Среди воинов пробежал смешок, и ведун понял, что принял правильное решение.
– Будута, ну-ка, назад отступи, – продолжил Олег. – У тебя брони нет, только тегиляй да шапка бумажная. Нечего тебе под пики лезть, последним ввяжешься. А вы, мужики, рогатины да щиты с петель снимайте.
– Сам-то тоже без брони, боярин… – обиженно огрызнулся парень.
– Давай-давай, делай что сказано, – повысил голос Середин. – Моя броня – не твоя забота. Успеешь еще живот за землю русскую сложить.
– Ты бы и вправду, боярин, – кашлянул рыжебородый дружинник, – назад отступил. Мы в железе, нам первым бить сподручнее.
– Ништо, не пропаду, – вскинул подбородок Олег. – За чужие спины прятаться не привык.
Мысленно он в который раз поблагодарил киевского князя Владимира за царский подарок – чешуйчатую броню, крытую сверху драгоценным бархатом. По виду бриганта казалась всего лишь дорогим нарядом, хотя являла собой доспех, мало уступающий самой прочной кольчуге.
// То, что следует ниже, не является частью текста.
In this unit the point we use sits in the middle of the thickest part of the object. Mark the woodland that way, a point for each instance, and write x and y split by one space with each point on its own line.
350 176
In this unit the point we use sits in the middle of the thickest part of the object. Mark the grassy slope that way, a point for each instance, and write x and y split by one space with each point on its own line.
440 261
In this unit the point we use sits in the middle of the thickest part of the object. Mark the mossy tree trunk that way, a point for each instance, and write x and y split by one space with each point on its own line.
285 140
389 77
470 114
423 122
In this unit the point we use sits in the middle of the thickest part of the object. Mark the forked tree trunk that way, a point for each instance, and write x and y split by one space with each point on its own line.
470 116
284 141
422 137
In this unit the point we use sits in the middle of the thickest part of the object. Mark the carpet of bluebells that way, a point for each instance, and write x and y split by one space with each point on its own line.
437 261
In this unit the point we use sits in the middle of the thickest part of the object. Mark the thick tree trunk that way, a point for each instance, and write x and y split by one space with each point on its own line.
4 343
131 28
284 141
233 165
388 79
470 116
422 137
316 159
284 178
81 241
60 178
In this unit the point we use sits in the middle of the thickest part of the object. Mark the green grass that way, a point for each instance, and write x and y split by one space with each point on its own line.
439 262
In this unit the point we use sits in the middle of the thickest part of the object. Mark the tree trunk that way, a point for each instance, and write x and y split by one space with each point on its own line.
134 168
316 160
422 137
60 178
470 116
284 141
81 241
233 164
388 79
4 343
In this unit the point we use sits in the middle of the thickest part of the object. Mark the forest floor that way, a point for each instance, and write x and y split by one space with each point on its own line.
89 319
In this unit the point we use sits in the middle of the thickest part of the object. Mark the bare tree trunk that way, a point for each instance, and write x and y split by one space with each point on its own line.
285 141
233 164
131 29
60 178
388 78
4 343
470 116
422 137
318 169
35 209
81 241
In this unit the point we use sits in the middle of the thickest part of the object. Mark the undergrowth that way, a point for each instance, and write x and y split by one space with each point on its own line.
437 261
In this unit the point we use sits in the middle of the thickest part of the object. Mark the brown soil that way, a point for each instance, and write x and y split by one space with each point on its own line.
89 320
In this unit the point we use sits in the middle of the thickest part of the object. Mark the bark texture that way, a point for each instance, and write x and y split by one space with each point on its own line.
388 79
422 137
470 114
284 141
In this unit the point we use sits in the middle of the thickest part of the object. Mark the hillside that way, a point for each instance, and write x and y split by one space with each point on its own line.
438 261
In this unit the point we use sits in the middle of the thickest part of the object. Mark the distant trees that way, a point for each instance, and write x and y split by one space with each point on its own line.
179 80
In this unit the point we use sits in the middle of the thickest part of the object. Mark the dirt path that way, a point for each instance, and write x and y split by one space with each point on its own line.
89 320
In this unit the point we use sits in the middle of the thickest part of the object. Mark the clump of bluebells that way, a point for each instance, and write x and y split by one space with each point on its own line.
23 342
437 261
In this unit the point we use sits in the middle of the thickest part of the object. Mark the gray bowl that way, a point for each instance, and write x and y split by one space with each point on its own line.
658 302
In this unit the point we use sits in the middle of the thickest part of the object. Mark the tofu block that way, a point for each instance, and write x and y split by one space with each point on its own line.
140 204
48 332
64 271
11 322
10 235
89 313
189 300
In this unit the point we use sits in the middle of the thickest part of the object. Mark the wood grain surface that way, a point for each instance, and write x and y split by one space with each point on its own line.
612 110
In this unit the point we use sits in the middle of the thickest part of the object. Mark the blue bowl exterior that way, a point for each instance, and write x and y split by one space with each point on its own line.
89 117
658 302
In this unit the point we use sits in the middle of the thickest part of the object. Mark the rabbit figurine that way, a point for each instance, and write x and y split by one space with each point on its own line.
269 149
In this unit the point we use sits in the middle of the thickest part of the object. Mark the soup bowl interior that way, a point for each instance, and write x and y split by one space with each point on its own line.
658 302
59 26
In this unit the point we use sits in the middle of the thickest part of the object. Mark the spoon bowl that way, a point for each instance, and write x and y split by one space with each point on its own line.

Для врагов – сюрприз неприятный, для друзей – лишний повод храбростью ведуна восхититься. Впрочем, секрета своего Середин не собирался открывать никому. Тайна дорогого доспеха – основной залог его надежности.
– Смотри, боярин, – покачал головой дружинник. – У торков копья не игрушечные.
– Коли что, на меня вали, – отмахнулся ведун, вынул рогатину из петли и перехватил ее поудобнее, выше по древку. – Дескать, я так приказал. Ну, братья мои, не посрамим земли русской!
До врага оставалось от силы метров триста – самое время разогнать свежих скакунов, да и вдарить с разгона по подлому врагу.
– Ул-ла!!! – завопили торки. Ур-ра-а-а-а!!! – дружно ответили ратники, опуская рогатины.
Двести метров, сто… Несколько мгновений скачки – и дозоры столкнулись.
Олегу достался уже пожилой, судя по морщинистой коже и седым усам, степняк. Ведун отбил щитом вражеское копье вверх, но и противник смог отбросить его рогатину в сторону. Почти ничья… Но прежде чем они успели разъехаться, торк, уже понимая, что удар отбит, опустил щит – Середин бросил копье, сжал кулак и впечатал его поганому в подбородок, тут же невольно вскрикнув от боли: на скорости почти шестьдесят километров в час удары незащищенной рукой даром не проходят.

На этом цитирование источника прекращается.